Effect of hyperfine structure on crystallization, microstructure and magnetic properties of amorphous Nd9Fe85B6 alloy

Crystallization of amorphous alloy is a commonly used method to fabricate nanocomposite permanent magnets. However, the effect of the hyperfine structures of amorphous alloy on microstructure evolution and magnetic properties of the obtained nanocomposites is far from understood. Here, amorphous Nd9Fe85B6 alloys with different hyperfine structures, i.e., different short-range orders (Rs = 0.80-0.91 nm), were prepared via melt spinning.

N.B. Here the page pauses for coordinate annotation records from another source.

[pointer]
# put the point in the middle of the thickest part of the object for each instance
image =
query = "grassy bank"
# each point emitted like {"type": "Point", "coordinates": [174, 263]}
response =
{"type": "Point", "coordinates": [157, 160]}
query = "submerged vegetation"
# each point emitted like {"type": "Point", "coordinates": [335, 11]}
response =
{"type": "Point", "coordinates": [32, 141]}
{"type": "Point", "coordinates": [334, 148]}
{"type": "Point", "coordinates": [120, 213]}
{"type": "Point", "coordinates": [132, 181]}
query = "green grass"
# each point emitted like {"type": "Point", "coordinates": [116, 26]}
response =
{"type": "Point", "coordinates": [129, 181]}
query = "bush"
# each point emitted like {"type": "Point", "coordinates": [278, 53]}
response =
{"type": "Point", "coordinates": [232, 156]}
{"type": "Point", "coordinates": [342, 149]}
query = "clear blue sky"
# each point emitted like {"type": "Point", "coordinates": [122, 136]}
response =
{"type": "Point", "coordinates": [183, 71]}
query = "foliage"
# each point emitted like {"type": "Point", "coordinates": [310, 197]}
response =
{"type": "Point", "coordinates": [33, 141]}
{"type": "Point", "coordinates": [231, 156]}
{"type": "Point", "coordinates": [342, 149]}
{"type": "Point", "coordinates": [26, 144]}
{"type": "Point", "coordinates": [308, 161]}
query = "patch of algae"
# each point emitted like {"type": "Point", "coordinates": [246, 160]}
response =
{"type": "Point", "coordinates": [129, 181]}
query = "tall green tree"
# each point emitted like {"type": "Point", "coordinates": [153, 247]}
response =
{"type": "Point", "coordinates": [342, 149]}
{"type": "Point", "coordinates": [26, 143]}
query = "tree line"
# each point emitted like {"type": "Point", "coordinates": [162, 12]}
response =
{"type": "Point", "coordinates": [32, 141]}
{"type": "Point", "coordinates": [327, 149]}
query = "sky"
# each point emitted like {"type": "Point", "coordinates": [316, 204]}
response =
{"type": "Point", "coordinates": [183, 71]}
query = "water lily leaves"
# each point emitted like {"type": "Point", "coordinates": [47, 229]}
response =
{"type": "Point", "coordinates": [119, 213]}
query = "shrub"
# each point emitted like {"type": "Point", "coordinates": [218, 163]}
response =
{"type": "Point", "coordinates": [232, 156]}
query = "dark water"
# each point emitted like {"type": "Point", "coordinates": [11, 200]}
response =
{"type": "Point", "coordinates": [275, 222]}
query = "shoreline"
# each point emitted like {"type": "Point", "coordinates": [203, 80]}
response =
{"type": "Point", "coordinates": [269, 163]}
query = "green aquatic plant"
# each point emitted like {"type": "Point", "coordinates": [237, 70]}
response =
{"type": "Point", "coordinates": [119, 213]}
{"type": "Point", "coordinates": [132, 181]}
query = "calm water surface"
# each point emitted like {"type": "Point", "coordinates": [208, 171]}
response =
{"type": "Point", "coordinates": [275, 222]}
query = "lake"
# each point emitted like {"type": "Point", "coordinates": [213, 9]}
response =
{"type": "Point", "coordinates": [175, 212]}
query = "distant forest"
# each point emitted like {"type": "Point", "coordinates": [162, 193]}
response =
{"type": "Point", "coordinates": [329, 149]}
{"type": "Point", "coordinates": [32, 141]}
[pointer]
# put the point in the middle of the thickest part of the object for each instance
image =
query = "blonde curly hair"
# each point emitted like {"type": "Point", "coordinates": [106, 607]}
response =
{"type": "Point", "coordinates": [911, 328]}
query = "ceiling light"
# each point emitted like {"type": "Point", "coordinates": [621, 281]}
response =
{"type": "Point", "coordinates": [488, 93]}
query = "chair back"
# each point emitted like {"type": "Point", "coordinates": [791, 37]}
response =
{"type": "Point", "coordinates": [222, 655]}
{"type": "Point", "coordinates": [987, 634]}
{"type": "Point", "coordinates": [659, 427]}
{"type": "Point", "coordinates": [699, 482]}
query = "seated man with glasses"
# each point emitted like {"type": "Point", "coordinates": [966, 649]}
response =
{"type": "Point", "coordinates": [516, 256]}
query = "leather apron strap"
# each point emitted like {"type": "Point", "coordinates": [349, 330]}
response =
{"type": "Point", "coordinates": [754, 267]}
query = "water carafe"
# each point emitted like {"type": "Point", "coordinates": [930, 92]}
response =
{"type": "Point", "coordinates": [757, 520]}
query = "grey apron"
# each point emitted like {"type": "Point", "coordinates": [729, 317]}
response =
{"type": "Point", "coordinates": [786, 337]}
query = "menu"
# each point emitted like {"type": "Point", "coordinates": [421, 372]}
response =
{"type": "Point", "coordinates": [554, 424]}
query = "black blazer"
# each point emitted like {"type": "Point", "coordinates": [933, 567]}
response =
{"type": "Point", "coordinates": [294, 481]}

The effects of the hyperfine structure on crystallization behavior, microstructure, and magnetic properties of the material upon thermal annealing were investigated in depth. Crystallization kinetics calculations show that a larger Rs leads to a smaller apparent crystallization activation energy, which leads to higher volume fractions of alpha-Fe and Nd2Fe14B. At the same time, a crystallizaition process dependent stage crystallization activation energy of Nd2Fe14B has been obtained, which is low at nucleation stage and increases with crystallization process, i.e. easy for nucleation but hard for growth, which leads to a smaller grain size of Nd2Fe14B. As a result, optimized magnetic properties were obtained in the sample with Rs = 0.91 nm.